|
Zobacz poprzedni temat :: Zobacz następny temat |
Autor |
Wiadomość |
OLA336
Narkoman
Dołączył: 30 Lis 2008
Posty: 3408
Przeczytał: 0 tematów
Pomógł: 10 razy Ostrzeżeń: 0/5
Płeć: Kobieta
|
Wysłany: Nie 21:10, 05 Wrz 2010 Temat postu: House, Cuddy i dzieciaki [M] |
|
|
Dobry wieczór
Przychodzę z… miniaturką Taką słodkawą, nie za długą miniaturką Nie pytajcie, co mnie skłoniło do jej napisania, bo nie mam zielonego pojęcia Tak samo przyszło i nie poszło więc pisałam Co by tu jeszcze… House i Cuddy mają trójkę biologicznych mastodontów Tak, myślę, że to by było na tyle Miłego czytania
Aaaa i specjalna dedykacja dla Szpilki Za co? Bo cię tak męczę, dręczę Pewnie masz po nocach koszmary
Jest piątek.

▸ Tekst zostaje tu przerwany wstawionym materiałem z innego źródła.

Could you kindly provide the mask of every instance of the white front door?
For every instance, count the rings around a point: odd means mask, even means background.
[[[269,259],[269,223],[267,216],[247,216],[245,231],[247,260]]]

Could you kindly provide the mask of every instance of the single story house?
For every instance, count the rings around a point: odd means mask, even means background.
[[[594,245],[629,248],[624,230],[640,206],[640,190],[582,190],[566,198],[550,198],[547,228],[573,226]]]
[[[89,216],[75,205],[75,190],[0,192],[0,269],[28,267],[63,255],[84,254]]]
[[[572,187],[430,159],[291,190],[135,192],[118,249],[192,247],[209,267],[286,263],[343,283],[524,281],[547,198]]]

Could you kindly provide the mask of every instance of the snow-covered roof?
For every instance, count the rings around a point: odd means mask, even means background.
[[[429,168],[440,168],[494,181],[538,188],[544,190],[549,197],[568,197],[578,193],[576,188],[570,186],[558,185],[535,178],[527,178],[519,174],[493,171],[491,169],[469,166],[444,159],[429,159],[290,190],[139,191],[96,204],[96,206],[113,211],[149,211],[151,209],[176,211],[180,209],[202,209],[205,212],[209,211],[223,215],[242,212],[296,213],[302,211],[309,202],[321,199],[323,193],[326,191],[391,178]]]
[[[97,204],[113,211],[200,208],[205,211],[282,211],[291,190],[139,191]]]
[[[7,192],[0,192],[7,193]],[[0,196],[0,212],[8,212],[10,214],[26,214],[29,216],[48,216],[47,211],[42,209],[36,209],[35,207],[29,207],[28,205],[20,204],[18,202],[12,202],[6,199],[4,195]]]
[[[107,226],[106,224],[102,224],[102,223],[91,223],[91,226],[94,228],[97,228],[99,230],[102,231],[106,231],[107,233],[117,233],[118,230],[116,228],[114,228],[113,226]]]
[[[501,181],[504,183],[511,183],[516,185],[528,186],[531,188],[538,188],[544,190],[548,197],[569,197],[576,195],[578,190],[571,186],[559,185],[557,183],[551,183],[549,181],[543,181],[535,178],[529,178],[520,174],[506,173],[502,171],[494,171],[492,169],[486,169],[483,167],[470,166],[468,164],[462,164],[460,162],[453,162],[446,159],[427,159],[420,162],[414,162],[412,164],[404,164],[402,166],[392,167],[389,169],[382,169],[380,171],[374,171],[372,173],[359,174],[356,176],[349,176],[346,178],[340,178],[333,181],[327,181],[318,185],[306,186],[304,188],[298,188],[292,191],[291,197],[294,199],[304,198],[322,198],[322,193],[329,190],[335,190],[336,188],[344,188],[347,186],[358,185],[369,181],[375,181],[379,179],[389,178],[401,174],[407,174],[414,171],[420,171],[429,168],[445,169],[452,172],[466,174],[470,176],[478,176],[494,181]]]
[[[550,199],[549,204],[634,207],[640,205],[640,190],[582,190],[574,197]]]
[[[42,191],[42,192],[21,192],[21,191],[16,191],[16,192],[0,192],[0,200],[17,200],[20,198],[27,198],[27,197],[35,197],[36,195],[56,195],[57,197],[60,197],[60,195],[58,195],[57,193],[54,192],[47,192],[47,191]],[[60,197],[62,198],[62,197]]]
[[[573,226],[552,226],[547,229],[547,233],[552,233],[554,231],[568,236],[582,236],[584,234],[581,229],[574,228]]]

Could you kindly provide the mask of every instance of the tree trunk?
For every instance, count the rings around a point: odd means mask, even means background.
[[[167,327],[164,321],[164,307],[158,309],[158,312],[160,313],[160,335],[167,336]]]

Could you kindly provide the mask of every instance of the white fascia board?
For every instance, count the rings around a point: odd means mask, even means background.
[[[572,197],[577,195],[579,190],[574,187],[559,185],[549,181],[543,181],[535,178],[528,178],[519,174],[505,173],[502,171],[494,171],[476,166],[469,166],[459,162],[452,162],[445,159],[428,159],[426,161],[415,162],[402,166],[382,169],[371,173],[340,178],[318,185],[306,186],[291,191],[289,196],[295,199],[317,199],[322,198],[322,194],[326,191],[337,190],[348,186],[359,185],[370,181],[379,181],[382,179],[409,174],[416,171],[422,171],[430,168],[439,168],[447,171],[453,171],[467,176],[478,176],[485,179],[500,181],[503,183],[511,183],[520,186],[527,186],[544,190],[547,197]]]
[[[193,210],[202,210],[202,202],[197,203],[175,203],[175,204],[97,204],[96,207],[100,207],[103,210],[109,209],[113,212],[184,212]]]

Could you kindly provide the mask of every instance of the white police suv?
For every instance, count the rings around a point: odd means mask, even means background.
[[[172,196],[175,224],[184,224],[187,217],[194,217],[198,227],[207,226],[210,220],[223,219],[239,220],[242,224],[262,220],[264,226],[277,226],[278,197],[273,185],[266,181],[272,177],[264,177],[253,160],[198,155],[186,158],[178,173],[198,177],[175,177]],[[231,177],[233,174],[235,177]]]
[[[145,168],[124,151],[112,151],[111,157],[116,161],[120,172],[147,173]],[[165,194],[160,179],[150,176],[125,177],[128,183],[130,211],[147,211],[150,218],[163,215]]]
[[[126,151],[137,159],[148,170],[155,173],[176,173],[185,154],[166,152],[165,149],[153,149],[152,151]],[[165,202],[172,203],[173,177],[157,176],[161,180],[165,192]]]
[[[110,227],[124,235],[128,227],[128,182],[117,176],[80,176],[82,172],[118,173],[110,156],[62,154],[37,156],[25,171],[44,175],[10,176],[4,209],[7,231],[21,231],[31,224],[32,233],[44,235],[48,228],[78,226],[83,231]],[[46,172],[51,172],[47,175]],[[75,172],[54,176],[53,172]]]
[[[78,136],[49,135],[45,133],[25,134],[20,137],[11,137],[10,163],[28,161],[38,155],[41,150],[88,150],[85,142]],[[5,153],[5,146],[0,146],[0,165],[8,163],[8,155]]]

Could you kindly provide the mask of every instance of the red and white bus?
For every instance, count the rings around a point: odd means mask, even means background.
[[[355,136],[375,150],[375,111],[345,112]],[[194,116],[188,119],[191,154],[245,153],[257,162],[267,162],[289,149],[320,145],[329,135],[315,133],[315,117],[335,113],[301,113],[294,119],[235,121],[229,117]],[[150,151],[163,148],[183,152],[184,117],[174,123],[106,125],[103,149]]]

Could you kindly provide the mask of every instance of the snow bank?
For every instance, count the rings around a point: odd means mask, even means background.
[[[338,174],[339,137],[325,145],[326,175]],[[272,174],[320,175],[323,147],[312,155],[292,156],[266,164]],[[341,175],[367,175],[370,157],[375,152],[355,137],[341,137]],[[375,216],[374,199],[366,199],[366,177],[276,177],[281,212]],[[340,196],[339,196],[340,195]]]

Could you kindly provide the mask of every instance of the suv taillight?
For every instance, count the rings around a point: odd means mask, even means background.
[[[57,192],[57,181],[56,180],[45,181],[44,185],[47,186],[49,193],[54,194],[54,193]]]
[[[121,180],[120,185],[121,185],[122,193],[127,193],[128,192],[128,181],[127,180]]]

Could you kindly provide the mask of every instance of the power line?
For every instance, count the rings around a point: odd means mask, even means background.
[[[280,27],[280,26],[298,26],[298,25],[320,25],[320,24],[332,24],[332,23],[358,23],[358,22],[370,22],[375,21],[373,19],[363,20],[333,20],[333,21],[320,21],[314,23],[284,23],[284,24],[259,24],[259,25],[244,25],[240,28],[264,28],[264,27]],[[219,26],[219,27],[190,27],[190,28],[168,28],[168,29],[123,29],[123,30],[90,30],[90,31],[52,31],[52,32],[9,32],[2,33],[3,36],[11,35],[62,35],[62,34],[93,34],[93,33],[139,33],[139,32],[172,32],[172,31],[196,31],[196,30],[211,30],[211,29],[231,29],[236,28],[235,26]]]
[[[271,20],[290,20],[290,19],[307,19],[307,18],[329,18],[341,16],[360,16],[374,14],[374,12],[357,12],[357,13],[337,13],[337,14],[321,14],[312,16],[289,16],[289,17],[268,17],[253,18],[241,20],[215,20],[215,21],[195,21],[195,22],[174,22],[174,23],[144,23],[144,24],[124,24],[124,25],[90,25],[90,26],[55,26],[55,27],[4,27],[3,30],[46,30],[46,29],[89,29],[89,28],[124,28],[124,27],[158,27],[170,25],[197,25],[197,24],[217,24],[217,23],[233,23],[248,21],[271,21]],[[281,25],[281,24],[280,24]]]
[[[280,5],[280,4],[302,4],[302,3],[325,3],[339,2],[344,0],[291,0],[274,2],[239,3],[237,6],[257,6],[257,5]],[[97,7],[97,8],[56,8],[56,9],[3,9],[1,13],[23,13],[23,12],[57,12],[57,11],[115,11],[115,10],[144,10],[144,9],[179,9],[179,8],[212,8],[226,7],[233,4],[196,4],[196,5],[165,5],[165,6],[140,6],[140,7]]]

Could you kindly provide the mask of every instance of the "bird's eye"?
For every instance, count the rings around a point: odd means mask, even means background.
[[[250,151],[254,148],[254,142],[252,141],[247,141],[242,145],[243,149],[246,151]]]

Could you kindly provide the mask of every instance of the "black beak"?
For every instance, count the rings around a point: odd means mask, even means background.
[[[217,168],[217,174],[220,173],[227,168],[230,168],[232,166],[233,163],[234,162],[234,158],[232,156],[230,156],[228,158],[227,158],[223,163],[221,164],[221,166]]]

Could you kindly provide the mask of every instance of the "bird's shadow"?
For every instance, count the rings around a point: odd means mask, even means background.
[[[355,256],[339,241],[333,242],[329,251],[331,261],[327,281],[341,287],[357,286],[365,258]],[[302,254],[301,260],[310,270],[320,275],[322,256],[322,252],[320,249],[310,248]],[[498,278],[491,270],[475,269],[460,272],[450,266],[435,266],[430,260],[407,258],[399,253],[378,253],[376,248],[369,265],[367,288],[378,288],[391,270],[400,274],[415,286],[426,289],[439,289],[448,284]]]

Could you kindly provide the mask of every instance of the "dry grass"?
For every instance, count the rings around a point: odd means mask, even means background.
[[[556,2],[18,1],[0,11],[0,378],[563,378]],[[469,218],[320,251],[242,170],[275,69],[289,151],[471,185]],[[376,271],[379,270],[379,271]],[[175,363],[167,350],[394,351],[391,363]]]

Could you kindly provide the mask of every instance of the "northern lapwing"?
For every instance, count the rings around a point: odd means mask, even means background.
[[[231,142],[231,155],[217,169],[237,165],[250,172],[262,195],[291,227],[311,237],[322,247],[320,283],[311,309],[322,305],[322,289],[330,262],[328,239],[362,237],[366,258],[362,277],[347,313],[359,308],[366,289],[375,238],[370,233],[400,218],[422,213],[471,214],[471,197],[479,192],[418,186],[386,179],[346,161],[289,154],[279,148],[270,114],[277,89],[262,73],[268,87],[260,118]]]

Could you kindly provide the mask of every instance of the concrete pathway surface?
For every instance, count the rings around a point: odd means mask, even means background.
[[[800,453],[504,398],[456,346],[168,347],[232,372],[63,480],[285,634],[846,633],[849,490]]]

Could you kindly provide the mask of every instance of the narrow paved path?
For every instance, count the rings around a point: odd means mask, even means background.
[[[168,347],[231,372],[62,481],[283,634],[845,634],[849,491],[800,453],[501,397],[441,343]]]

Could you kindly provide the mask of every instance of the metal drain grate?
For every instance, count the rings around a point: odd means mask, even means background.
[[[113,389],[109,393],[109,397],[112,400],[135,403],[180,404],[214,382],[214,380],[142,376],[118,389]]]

Siedzę sobie wygodnie na kanapie i czytam gazetę. Po tak krótkim wstępie wydawać by się mogło, że odpoczywam. Otóż nie. Nie robię tego. Skłamałbym, gdym powiedział, że odpoczywam. A przecież ja nigdy tego nie robię. Bo widzicie, prawda jest taka, że w tym domu już od kilkunastu ładnych lat nie można się zrelaksować. Zamiast ciszy i spokoju, które w taki dzień jak ten powinny towarzyszyć dosłownie każdemu, człowiek ma wrażenie, że dookoła miejsca, na którym siedzi, biega stado mastodontów. Dokładniej rzecz ujmują, to dwa mastodonty, bo trzeci jest jeszcze w szkole. Oho! Właśnie nadciągają! Skąd o tym wiem? To proste. Cały sufit, jak nie dom, zaczyna się trząść, kiedy zbiegają na dół.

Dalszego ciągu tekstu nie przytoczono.